Мне хотелось лишь добросовестно припомнить впечатления моего детства, сохранившиеся в памяти в том виде, как я их воспринимала тогда. Не делая выводов, я лишь пытаюсь наметить вопросы и вновь подтвердить, какое важное, решающее значение имеют думы и чувства, зреющие в детской душе, когда мы с улыбкой снисхождения следим за непонятным нам произволом их игры. Быть может, эти заметки бросят свет на некоторые непонятные нам проявления ее и помогут дать благотворное направление ее могучему творческому инстинкту.
О том, чего не было
На дворе
Мне девять лет, и я медленно, сосредоточенно хожу по двору. Двор большой, вымощенный крупными, неровными булыжниками, с одной стороны — кухня, против нее — прачечная, рядом — конюшня, и над ней сеновал, куда ведет узкая, крутая лестница — это лучшее место во дворе; потом сарай экипажный, сарай дровяной и оранжерея, и все это обнесено забором — высоким, дощатым, а за ним — лес. Трудно думать о нашем дворе — такой он большой и так много в нем всего. Каждый день думаю и не могу всего узнать. Знаю только наверно, что это не двор, а целый город — маленький, среди диких лесов, и не русский, а заграничный, и не теперь, а давно, давно, когда крестовые походы были, в средние века. Немецкий маленький город. Вот это место перед сараем — главная площадь, куда народ сходится на совет. Она называется… я замечаю кучу песка у входа в оранжерею — Песчаная, — неизвестно почему, причина затерялась; быть может, когда-нибудь в древности здесь была песчаная степь. Тут же, на Песчаной площади, суд и тюрьма, — там всегда слышны голоса, там люди… Отчего только всегда едой пахнет оттуда? Я задумываюсь. Из открытого окна суда выплеснули что-то жидкое с апельсиновыми корками. Отчего бы это? Впрочем, ведь там помещается и гостиница для приезжих, единственная в городе, — там много едят, готовят, — огромное здание. Это самое неприятное место в городе.

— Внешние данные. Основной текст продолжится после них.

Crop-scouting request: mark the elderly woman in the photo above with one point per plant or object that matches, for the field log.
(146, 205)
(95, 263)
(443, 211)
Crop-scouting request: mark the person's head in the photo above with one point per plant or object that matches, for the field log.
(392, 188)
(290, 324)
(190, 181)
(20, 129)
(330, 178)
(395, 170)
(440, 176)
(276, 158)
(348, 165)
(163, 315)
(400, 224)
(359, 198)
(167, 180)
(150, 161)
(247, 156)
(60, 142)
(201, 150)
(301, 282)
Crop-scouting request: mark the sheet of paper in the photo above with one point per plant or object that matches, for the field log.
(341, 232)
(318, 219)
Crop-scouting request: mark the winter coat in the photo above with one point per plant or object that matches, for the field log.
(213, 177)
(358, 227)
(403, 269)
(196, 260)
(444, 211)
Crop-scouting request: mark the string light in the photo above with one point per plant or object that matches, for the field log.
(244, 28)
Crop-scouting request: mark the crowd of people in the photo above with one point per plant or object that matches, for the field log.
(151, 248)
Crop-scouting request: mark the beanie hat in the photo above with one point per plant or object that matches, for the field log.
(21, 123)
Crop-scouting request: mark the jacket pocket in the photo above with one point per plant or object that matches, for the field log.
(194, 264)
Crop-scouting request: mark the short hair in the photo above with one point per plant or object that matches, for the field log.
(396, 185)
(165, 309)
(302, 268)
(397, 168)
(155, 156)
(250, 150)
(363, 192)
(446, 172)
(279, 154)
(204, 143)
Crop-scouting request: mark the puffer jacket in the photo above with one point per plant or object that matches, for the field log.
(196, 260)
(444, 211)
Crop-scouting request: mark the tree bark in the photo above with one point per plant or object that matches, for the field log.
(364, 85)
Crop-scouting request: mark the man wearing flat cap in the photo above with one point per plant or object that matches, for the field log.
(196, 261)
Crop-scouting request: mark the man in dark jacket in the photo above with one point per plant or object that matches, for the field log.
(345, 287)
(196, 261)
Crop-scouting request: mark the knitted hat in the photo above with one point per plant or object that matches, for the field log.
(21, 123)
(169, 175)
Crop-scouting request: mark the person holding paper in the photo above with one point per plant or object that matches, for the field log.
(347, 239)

А вот здесь живет старый ученый, знаменитый во всем мире. Он ученый ботаник, и у него ботанический сад с самыми редкими растениями. Он большой чудак, одевается, как простой мужик, в сапогах и красной рубашке, всегда одинокий, ни с кем не говорит, сам работает, ползает по грядкам, — я с благоговением посмотрела на старого садовника Степаныча, вышедшего с заступом из оранжереи. Он поставил заступ у двери, откашлянулся, плюнул и вытерся рукавом, — очень странный человек! Но все к нему привыкли и уважают его и знают, что днем он такой, а по ночам надевает очки и пишет ученые сочинения. Его зовут Гаттерас.